قَالَ جُوَيْبِرٌ : قُلْتُ لِلضَّحَّاكِ : أَرَأَيْتَ النُّفَسَاءَ وَ الْحَائِضَ وَ الْمُسَافِرَ وَ النَّائِمَ لَهُمْ فِي لَيْلَةِ الْقَدْرِ نَصِيبٌ ؟ قَالَ : نَعَمْ كُلُّ مَنْ تَقَبَّلَ اللهُ عَمَلَهُ سَيُعْطِيهِ نَصِيبَهُ مِنْ لَيْلَةِ الْقَدْرِ
“Jubair berkata; ‘Aku pernah bertanya kepada adh-Dhahhak, bagaimana pendapatmu mengenai wanita yang sedang nifas, haid, orang yang bepergian (musafir), dan orang tidur, apakah mereka bisa memperoleh bagian dari Lailaltul Qadr? Jawabnya, ya, mereka masih bisa memperoleh bagian. Setiap orang yang Allah swt terima amalnya maka Allah swt akan memberikan bagiannya dari Lailatul Qadr'” (Lihat, Ibnu Rajab al-Hanbali, Latha`if al-Ma’arif fima Limawasim al-‘Am min al-Wazha`if, h. 264)
Berpijak dari penjelasan adh-Dhahhak ini maka wanita yang haid atau sedang mengalami nifas bisa memperoleh lailatul qadar.
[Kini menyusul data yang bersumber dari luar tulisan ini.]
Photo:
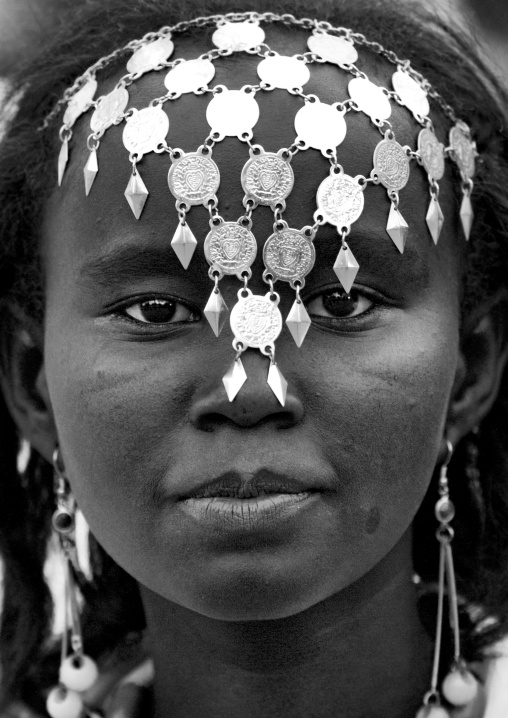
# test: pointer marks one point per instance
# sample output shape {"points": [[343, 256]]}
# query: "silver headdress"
{"points": [[267, 178]]}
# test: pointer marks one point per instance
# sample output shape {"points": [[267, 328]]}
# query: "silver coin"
{"points": [[267, 179], [194, 178], [333, 49], [256, 321], [289, 255], [320, 126], [148, 57], [189, 76], [238, 36], [431, 153], [413, 96], [464, 150], [230, 248], [231, 113], [370, 98], [79, 102], [283, 72], [391, 165], [109, 107], [145, 130], [340, 200]]}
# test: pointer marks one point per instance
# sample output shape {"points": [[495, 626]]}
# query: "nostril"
{"points": [[213, 421]]}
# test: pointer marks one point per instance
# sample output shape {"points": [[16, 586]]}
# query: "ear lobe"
{"points": [[483, 357], [23, 382]]}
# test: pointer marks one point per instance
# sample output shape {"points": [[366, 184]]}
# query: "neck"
{"points": [[361, 652]]}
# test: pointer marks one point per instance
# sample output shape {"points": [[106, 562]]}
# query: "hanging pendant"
{"points": [[466, 215], [234, 378], [298, 322], [216, 311], [346, 267], [63, 158], [397, 228], [277, 383], [184, 243], [435, 219], [90, 171], [136, 194]]}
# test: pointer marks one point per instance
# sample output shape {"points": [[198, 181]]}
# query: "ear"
{"points": [[482, 360], [23, 383]]}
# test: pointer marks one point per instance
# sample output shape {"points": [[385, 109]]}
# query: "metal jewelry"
{"points": [[459, 686], [268, 177], [78, 672]]}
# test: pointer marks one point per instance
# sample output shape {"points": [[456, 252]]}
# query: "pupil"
{"points": [[158, 311], [339, 303]]}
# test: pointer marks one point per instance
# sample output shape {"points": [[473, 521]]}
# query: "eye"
{"points": [[337, 304], [160, 311]]}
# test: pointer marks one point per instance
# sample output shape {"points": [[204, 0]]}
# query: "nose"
{"points": [[255, 404]]}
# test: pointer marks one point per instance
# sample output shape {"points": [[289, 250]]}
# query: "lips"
{"points": [[233, 485]]}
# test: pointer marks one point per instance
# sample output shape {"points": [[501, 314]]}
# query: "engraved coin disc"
{"points": [[194, 178], [340, 200], [370, 98], [238, 36], [320, 126], [283, 72], [413, 96], [431, 153], [145, 130], [289, 255], [109, 107], [189, 76], [464, 150], [230, 248], [267, 179], [333, 49], [255, 320], [391, 165], [232, 113], [79, 102], [148, 57]]}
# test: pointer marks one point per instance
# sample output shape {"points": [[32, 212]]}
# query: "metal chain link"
{"points": [[268, 17]]}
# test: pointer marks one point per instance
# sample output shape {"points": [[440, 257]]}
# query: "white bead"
{"points": [[460, 688], [78, 673], [64, 704], [432, 712]]}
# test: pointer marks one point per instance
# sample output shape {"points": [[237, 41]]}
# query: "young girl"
{"points": [[254, 327]]}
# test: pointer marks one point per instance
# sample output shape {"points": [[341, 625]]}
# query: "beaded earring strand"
{"points": [[78, 672]]}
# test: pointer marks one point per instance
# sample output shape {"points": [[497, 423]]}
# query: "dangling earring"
{"points": [[78, 672], [459, 686]]}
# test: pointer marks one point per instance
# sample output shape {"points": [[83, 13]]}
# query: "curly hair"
{"points": [[27, 157]]}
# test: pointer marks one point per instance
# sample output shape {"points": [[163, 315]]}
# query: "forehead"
{"points": [[104, 217]]}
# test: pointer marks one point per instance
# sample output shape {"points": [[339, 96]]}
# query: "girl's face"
{"points": [[135, 373]]}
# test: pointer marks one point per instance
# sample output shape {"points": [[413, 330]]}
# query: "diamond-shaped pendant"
{"points": [[216, 311], [184, 243], [298, 322], [397, 228], [346, 268], [90, 171], [136, 194], [435, 219], [277, 383], [234, 379], [63, 158], [466, 215]]}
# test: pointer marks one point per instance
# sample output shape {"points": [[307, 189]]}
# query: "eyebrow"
{"points": [[126, 262]]}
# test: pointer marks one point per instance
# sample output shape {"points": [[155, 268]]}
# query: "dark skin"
{"points": [[315, 616]]}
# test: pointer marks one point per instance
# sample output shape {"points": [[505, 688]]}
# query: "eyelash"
{"points": [[121, 313]]}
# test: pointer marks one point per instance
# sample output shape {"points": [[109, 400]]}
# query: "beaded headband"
{"points": [[267, 178]]}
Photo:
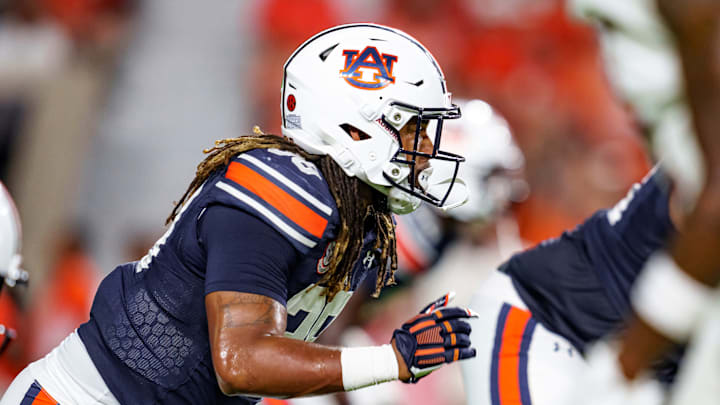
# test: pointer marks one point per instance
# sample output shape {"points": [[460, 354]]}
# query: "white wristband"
{"points": [[363, 366], [668, 299]]}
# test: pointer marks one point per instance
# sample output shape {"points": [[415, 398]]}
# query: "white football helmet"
{"points": [[10, 241], [372, 79]]}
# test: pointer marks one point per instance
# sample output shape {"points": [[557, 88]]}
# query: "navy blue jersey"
{"points": [[262, 225], [578, 285]]}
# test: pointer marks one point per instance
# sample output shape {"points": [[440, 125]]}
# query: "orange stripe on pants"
{"points": [[269, 192], [508, 365]]}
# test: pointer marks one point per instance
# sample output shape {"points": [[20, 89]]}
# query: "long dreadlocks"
{"points": [[357, 215]]}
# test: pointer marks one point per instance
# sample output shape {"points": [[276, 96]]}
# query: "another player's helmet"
{"points": [[10, 235], [493, 164], [373, 79]]}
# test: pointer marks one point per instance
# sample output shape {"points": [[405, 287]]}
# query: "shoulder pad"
{"points": [[284, 190]]}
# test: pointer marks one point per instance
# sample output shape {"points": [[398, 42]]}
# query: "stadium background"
{"points": [[106, 105]]}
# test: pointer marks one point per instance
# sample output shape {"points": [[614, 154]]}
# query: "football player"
{"points": [[676, 289], [541, 310], [268, 243]]}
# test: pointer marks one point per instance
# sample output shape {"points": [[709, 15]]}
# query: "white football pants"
{"points": [[66, 376], [518, 362]]}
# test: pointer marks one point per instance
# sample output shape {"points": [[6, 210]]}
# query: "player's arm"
{"points": [[251, 355], [695, 253], [246, 327]]}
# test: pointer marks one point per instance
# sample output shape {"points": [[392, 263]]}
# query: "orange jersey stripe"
{"points": [[509, 361], [422, 325], [288, 205], [43, 398]]}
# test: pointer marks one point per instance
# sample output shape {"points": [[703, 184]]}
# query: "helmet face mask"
{"points": [[417, 185], [374, 80]]}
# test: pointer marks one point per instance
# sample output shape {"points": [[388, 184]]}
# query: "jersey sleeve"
{"points": [[244, 254], [283, 190]]}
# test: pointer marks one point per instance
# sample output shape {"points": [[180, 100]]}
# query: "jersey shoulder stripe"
{"points": [[284, 190]]}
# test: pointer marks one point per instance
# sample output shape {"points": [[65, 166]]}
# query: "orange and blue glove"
{"points": [[438, 335]]}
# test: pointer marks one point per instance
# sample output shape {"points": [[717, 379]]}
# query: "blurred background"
{"points": [[106, 106]]}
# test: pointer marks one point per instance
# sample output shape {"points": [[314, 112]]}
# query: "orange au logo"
{"points": [[368, 70]]}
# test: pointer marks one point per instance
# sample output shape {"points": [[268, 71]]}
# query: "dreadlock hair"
{"points": [[357, 215]]}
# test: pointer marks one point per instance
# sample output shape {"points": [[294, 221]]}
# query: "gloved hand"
{"points": [[438, 335]]}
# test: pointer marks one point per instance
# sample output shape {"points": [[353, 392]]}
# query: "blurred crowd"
{"points": [[106, 105]]}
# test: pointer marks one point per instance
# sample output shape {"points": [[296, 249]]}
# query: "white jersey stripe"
{"points": [[267, 213], [325, 209]]}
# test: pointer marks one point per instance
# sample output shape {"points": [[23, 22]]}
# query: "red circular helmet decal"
{"points": [[291, 102]]}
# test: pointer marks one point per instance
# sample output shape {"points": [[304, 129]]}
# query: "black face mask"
{"points": [[409, 156]]}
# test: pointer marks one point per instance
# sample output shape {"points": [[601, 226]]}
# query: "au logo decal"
{"points": [[368, 70]]}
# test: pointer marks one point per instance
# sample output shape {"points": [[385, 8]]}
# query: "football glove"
{"points": [[438, 335]]}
Maka bagi para wanita yang sedang mengalami haid atau nifas di bulan puasa ini, jangan merasa berkecil hati karena dalam kondisi tidak suci (haid atau nifas) mereka masih memiliki peluang yang sama dengan yang lainnya dalam memperoleh lailatul qadar.
Perbanyaklah dzikir pada sepuluh hari terakhir bulan puasa Ramadhan, karena ini amalan yang mungkin dilakukan wanita yang sedang mengalami haid atau nifas, serta tingkatkan intensitas sedekah untuk membantu sesama, terutama kepada orang-orang yang secara langsung ekonominya terdampak pandemi COVID-19.